Ginny turned to Pru. “You tell him.”
“It’s ridiculous,” Pru said, though she didn’t name a figure.
“Come on,” Ginny said. “Tell him how much.”
“I have no idea,” Pru said, though she did. But it shamed her to say the number aloud.
“Do professors’ children get a discount?”
“I imagine,” Pru said, though she didn’t need to imagine it. Professors’ kids got to go for free. But if she told Ginny this, she’d have to explain why Sarah had turned down Columbia to go to Reed.
Finally, she was forced to come clean, and she explained that Columbia was two miles from home and Sarah had wanted to go away for college. And Ginny nodded as if to say she understood.
But a minute later Ginny said, “Seriously, how much is tuition?”
“Tens of thousands of dollars.”
Rafe whistled in horror.
“That’s per year,” Ginny told him.
Actually, Pru thought, that’s per semester.
“That’s what I’ve been trying to tell you, Rafe. There’s a big world out there, and you have no idea about it.”
“I’ll take out loans,” he said cheerfully.
“Don’t go worrying about loans before there’s any need to borrow.”
“Maybe the professor could adopt me. Couldn’t you, Professor Robin?” Rafe tugged on Spence’s sleeve.
“We’d adopt him if we could,” Pru said.
“Well, I wouldn’t let you.” Ginny’s face tightened.
“Come on,” Pru said. “I was just kidding.”
“I’ll adopt you,” Spence said.
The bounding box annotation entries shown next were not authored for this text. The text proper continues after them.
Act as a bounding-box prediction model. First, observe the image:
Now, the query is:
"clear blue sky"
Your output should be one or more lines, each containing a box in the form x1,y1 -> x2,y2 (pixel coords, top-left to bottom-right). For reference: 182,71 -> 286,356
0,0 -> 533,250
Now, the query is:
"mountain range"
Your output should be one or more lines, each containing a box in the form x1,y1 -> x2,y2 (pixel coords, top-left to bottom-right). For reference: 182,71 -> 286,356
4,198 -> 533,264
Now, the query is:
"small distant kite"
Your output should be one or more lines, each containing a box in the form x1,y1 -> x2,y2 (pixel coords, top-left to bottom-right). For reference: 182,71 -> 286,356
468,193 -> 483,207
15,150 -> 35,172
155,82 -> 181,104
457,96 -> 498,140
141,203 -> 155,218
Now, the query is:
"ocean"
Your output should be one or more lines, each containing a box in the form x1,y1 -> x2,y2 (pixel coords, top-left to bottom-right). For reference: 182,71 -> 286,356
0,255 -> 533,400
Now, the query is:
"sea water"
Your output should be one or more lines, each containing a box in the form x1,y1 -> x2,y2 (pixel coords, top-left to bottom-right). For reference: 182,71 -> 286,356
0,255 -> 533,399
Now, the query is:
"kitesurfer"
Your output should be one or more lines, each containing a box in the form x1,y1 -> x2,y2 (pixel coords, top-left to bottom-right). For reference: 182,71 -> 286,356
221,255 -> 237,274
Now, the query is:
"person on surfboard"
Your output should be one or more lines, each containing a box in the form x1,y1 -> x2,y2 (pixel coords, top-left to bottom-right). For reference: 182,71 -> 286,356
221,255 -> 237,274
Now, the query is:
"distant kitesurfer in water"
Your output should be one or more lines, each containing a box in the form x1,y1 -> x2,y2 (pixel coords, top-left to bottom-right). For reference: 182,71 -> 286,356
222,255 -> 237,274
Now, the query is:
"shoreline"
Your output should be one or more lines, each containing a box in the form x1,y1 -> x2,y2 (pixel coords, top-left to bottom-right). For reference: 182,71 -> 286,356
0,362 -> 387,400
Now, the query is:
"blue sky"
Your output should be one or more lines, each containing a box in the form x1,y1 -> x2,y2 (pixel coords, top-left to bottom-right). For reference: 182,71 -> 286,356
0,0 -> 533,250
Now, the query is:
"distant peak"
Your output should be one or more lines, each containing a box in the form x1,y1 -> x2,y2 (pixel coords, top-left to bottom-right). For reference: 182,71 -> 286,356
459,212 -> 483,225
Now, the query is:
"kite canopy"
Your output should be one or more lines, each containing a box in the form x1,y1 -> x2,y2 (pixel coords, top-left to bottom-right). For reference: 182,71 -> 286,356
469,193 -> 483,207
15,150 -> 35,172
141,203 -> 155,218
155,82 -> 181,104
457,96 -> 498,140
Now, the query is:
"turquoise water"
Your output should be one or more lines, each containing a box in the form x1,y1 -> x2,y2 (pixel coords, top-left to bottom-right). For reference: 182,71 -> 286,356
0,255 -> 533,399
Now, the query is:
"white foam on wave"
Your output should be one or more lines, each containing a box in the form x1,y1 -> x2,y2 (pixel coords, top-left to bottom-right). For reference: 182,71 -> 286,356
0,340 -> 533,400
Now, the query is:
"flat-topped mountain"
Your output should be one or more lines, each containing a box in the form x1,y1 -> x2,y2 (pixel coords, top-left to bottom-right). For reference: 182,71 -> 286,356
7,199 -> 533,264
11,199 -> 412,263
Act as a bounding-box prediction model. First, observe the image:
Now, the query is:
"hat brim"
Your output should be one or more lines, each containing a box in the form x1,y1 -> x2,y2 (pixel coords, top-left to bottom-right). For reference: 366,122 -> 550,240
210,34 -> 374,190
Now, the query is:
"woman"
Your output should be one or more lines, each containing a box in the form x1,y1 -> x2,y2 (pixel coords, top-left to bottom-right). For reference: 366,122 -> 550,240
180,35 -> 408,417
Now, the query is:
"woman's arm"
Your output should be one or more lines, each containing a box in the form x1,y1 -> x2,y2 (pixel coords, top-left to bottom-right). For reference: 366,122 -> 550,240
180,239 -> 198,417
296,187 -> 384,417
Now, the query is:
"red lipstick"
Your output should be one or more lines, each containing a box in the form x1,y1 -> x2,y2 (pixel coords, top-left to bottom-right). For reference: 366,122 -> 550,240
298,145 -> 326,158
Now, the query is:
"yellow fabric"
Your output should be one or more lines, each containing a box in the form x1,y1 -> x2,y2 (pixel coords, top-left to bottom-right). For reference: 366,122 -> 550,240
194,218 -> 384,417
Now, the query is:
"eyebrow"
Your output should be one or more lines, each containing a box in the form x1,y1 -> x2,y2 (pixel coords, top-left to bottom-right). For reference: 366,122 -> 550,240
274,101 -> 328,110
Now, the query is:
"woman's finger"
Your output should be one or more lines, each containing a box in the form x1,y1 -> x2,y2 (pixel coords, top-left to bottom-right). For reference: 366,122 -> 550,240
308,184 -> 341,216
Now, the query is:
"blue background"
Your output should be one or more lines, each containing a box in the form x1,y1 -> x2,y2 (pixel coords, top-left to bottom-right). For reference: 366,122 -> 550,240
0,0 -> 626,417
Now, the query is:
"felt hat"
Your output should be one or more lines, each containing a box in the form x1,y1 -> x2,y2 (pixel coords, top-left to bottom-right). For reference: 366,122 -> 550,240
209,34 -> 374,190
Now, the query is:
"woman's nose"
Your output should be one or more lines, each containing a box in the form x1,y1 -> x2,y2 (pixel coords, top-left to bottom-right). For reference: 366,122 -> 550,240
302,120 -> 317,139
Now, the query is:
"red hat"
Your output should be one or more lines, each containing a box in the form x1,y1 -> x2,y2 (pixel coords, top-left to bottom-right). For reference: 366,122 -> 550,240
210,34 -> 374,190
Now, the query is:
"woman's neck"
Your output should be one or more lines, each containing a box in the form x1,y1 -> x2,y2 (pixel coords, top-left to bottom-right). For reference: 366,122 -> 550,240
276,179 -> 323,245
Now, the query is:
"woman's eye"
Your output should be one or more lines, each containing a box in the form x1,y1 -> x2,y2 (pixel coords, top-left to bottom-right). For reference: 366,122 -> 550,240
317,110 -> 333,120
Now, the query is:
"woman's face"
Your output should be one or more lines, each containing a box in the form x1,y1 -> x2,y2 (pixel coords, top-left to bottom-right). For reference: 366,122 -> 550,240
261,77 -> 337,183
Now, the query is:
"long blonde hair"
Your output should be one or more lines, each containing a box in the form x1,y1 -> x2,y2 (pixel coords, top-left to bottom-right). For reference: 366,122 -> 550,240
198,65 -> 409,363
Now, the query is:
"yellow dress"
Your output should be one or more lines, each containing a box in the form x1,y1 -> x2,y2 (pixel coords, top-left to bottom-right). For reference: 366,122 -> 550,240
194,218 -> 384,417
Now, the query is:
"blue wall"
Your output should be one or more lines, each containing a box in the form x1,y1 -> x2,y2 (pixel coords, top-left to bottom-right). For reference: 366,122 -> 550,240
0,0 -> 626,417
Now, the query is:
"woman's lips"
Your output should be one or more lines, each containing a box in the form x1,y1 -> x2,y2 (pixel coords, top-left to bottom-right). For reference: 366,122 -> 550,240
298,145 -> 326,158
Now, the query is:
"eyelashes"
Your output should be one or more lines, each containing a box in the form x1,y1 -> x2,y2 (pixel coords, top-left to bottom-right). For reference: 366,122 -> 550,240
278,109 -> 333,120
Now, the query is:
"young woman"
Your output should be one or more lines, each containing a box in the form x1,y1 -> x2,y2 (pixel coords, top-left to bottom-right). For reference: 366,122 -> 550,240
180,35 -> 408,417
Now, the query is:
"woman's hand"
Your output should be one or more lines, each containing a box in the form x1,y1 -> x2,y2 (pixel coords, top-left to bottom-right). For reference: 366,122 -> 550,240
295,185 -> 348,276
He searched through his pockets for a pen, as if hoping to sign the paperwork.
Ginny said, “It’s an excellent college, Rafe, but if there’s one thing I’ve learned, it’s if someone doesn’t want you, they’re not worth it.”
“Who says Columbia doesn’t want him?” Hadn’t that been the point of this trip? To take Rafe to see a real college campus? To encourage him to set his sights on things? But seeing Ginny, terse and tightly wound, Pru could tell the visit had backfired. She shouldn’t have admitted that Sarah went away for college. She shouldn’t have made that joke about adopting Rafe.
* * *
—
Pru came home from work one day to find Ginny on the phone.
“That was Barbara,” Ginny said when she got off. “My old employer.”
A few days later, Barbara called again, and this time Ginny spoke to her for ten minutes.
“What was that about?” Pru said. “Not that it’s any of my business.”
Ginny said, “If Barbara didn’t want it to be your business, she shouldn’t have called me on your phone. She just misses me, that’s all.”
“Of course she misses you. I miss you when you’re not here and I see you every day.”
Ginny turned red.
“Now you’re blushing.”
“Well, I don’t like compliments. You know that.”
Pru understood. She didn’t like compliments either, especially when they were issued too forcefully. But she hadn’t intended to be aggressive with Ginny: she was just telling the truth.
“Barbara’s feeling sorry for herself.”
“Well, she does have a disease.” Pru wondered why she was sticking up for Barbara, this woman she didn’t even know.
“Barbara came into the world feeling sorry for herself. It has nothing to do with a disease.”
“Has she found another aide?”
“She’s found several.”
Pru looked up.
“She goes through people quickly.”
“So she wants you to recommend someone else?”
“She wants me to recommend myself.”
“I don’t understand.”
“She wants me back, Pru.”
“And what did you tell her?”
“That I’m not available.”
“So that was it? End of discussion?”
Ginny laughed. With Barbara, it was never the end of the discussion. Bring me a softer pillow, Barbara would say. Get me that paper lantern I saw in the gift shop. Buy me that brand of seltzer at Whole Foods, then pick up that brand of gin at the liquor store and make me a Tom Collins.
“So Barbara wants you to come back and make Tom Collinses for her?”
“She said she’d hire a car to drive me to Connecticut. And she told me she’d double my pay.”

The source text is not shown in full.